The CPU 411 may control the overall operation of the AP 410 and the mobile terminal 400. The CPU 411 may control an operation of each component of the AP 410. The CPU 411 may be implemented as a multi-core CPU. A multi-core CPU is a single computing component having two or more independent cores.

The RAM 412 may temporarily store, for example, programs, data, or instructions. For example, programs and/or data stored in the memory 420 may be temporarily stored in the RAM 412 under the control of the CPU 411 or a booting code. The RAM 412 may be implemented as, for example, a DRAM or an SRAM.

The PMU 413 may manage power of each component of the AP 410. Also, the PMU 413 may determine an operating status of each component of the AP 410 and control an operation thereof.

The memory interface 414 may control the overall operation of the memory 420 and may control data exchange between each component of the AP 410 and the memory 420. The memory interface 414 may write data in the memory 420 or read data from the memory 420 according to a request of the CPU 411.

For reference, supplying power to the plurality of IP blocks included in the AP 410 may be controlled through a driving circuit and a switching circuit according to example embodiments described above.

The display controller 415 may transmit video data to be displayed on the display 430 to the display 430. The display 430 may be implemented as, for example, a flat panel display such as a liquid crystal display (LCD), an organic light emitting diode (OLED), or a flexible display. For wireless communication, the modem 416 may modulate data to be transmitted, in order to suit a wireless environment, and may recover received data. The modem 416 may perform digital communication with the RF module 440.

The RF module 440 may convert a high-frequency signal, received via an antenna, into a low-frequency signal, and transmit the low-frequency signal to the modem 416. The RF module 440 may convert a low-frequency signal, received from the modem 416, into a high-frequency signal, and transmit the high-frequency signal to the outside of the mobile terminal 400 via the antenna. The RF module 440 may also amplify or filter a signal.

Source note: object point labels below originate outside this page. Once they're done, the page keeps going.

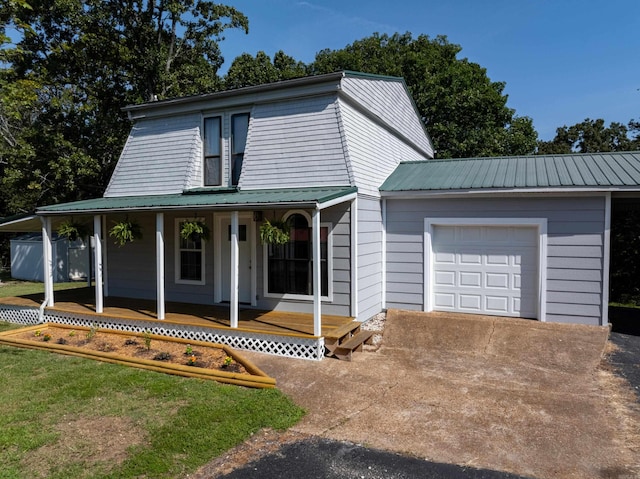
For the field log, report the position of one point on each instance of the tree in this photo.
(248, 71)
(77, 63)
(464, 111)
(591, 136)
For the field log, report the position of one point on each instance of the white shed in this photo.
(70, 259)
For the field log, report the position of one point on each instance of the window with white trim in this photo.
(290, 266)
(189, 256)
(213, 151)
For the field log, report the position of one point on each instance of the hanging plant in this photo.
(125, 231)
(274, 232)
(194, 230)
(73, 230)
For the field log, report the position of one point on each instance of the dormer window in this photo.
(212, 151)
(239, 130)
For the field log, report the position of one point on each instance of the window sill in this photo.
(191, 282)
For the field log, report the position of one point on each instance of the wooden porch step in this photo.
(339, 335)
(354, 343)
(344, 340)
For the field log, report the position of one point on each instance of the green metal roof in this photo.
(205, 198)
(589, 170)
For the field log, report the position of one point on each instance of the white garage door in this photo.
(485, 270)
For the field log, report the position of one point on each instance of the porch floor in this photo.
(82, 301)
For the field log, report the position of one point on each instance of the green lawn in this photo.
(69, 417)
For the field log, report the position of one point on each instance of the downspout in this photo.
(46, 260)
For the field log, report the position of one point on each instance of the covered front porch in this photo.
(272, 332)
(212, 289)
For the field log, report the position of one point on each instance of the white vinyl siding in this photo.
(373, 151)
(390, 101)
(574, 260)
(161, 156)
(295, 143)
(369, 257)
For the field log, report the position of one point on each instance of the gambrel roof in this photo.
(338, 129)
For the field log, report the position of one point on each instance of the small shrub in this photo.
(105, 347)
(93, 330)
(147, 339)
(164, 356)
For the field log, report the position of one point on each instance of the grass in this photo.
(180, 424)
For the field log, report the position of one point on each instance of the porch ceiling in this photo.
(208, 199)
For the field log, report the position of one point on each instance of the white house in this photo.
(375, 221)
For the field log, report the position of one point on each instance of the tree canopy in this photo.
(592, 136)
(75, 65)
(247, 70)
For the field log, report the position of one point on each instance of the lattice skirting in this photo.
(19, 314)
(292, 347)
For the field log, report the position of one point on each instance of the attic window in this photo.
(212, 151)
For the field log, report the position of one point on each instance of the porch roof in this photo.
(202, 198)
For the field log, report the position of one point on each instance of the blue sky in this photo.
(562, 60)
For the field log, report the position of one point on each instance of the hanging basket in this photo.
(73, 230)
(194, 230)
(125, 232)
(274, 232)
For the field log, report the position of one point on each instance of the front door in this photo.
(244, 258)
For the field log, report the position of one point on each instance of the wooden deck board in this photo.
(81, 301)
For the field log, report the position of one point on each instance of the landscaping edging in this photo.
(255, 378)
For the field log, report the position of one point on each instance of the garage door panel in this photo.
(497, 280)
(497, 259)
(469, 258)
(470, 279)
(486, 269)
(497, 304)
(470, 302)
(445, 301)
(445, 278)
(443, 257)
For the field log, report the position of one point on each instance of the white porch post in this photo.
(235, 261)
(105, 261)
(317, 275)
(47, 256)
(97, 240)
(160, 265)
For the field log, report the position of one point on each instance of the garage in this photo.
(484, 269)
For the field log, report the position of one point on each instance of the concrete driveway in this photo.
(512, 395)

As is traditional in the field of the present disclosure, example embodiments are described, and illustrated in the drawings, in terms of functional blocks, units and/or modules. Those skilled in the art will appreciate that these blocks, units and/or modules are physically implemented by electronic (or optical) circuits such as logic circuits, discrete components, microprocessors, hard-wired circuits, memory elements, wiring connections, etc., which may be formed using semiconductor-based fabrication techniques or other manufacturing technologies. In the case of the blocks, units and/or modules being implemented by microprocessors or similar, they may be programmed using software (e.g., microcode) to perform various functions discussed herein and may optionally be driven by firmware and/or software. Alternatively, each block, unit and/or module may be implemented by dedicated hardware, or as a combination of dedicated hardware to perform some functions and a processor (e.g., one or more programmed microprocessors and associated circuitry) to perform other functions.

As set forth above, according to example embodiments, a driving circuit which may reduce effects of gate leakage current and a switching circuit including the same may be provided.

While the present disclosure has been particularly shown and described with reference to embodiments thereof, it will be understood by those of ordinary skill in the art that various changes in form and detail may be made therein without departing from the spirit and scope of the present disclosure as defined by the following claims.